O presidente eleito assegurou que atualmente a inflação mensal da Argentina está entre 20% e 40%, e acusou o governo de Fernández e da ex-vice-presidente Cristina Kirchner de terem “deixado plantada uma hiperinflação”.

— Arruinaram nossa vida. Nossa máxima prioridade é evitar uma catástrofe — enfatizou Milei, que também disse que a situação em matéria de segurança, saúde e educação é grave.

Sobre o aumento da insegurança no país, o novo presidente assegurou que a Argentina vive “um banho de sangue”.

— Cem anos de fracassos não se resolvem num dia, mas um dia temos de começar. E hoje é esse dia — declarou o novo presidente, que disse, várias vezes, que seu governo não tem alternativa a não ser aplicar uma política de choque e um forte ajuste fiscal.

Milei frisou, como se esperava, que os próximos meses serão duros, mencionou todas as dívidas que seu governo vai herdar e não tem recursos para pagar, mas falou, também, no início de “uma era de paz e prosperidade, de liberdade e progresso”, tentando transmitir esperança em meio a uma enxurrada de dados econômicos negativos.
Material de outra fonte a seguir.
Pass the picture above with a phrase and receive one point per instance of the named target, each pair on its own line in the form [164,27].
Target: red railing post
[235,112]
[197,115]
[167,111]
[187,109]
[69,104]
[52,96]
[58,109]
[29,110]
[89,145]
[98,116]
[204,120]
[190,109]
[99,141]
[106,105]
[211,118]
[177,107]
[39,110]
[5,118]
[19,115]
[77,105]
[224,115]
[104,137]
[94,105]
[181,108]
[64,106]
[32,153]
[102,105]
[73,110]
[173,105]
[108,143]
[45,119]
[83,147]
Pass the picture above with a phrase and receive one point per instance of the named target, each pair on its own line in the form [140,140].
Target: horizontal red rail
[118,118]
Sobre os compromissos que a Argentina deverá enfrentar no curto prazo, Milei mencionou dívidas do Banco Central e da companhia estatal de petróleo que chegam a US$ 25 bilhões, dívidas do Tesouro Nacional por um total de US$ 35 bilhões, dívidas por pagamentos a importações não saldados que atingem US$ 30 bilhões e e dívidas com empresas estrangeiras estimadas em US$ 10 bilhões, entre outras.
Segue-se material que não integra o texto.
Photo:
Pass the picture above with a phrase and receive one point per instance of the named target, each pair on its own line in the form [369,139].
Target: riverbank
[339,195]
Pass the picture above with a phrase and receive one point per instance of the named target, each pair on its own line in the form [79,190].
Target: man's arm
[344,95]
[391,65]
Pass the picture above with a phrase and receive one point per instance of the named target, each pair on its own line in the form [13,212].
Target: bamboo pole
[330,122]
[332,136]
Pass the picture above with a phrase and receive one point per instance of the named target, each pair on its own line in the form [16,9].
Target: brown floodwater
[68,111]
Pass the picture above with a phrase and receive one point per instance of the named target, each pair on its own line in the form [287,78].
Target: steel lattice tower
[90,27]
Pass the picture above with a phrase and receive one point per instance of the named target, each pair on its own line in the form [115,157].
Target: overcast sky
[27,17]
— Esta é a bomba em termos de dívida de cerca de US$ 100 bilhões, que devemos somar aos US$ 420 bilhões que o país já tinha. E, naturalmente, temos de somar os vencimentos da dívida de 2024, que chegam a cerca de US$ 90 bilhões, mais US$ 25 bilhões [de dívida] com organismos internacionais… Este começo será a última bebida amarga (expressão argentina), antes de começar a reconstrução da Argentina — disse o novo presidente,

Nos últimos dias, foi confirmada uma reunião entre o novo presidente e o ex-ministro da Economia, Sergio Massa, derrotado nas urnas por Milei. Segundo meios de comunicação locais, Milei pediu ajuda a Massa para negociar acordos financeiros com a China — país que atacou durante a campanha —, e também com o Fundo Monetário Internacional. O acordo com o Fundo precisa ser renegociado, e, segundo as informações publicadas pela imprensa argentina, Milei solicitou a Massa, inclusive, que um de seus colaboradores permaneça no cargo até que o entendimento seja selado. O primeiro discurso foi duro contra o governo que saiu, mas longe dos holofotes Milei conversou com seu ex-adversário, porque a situação, como o próprio presidente admitiu, é muito grave.
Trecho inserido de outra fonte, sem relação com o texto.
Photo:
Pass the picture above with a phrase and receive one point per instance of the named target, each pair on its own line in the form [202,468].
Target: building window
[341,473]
Sem uma coalizão de governo formada — e sustentado apenas por acordos informais —, Milei depende de acordos políticos para aprovar projetos de lei no Congresso. Por isso, sem abandonar o discurso antipolítica, o novo presidente fez acenos ao sistema político, que atacou durante toda sua campanha.

— Não vamos perseguir ninguém, nem discutir espaços de poder, nosso projeto não é de poder e sim de país. Não pedimos um acompanhamento cego, mas não vamos tolerar que a ambição de poder de alguns interfira na mudança que os argentinos votaram. Todos os que quiserem se unir serão recebidos com os braços abertos. Não importa de onde venham, o único que importa é para onde querem ir — declarou.

E acrescentou:

— Não vamos claudicar, recuar nem nos render. Vamos avançar com as mudanças que o país precisa. Só assim sairemos nos buraco no qual nos meteram —.

O novo presidente da Argentina encerrou seu discurso com o grito de guerra de sua campanha: “Viva a liberdade, caralho”. Minutos depois, se aproximou a alguns de seus apoiadores em frente à Praça do Congresso, para depois subir no carro oficial, mais uma vez ao lado de sua irmã, Karina Milei, para se dirigir à Casa Rosada. No Palácio Presidencial, Milei receberá delegações estrangeiras e serão empossados os oito ministros de seu gabinete.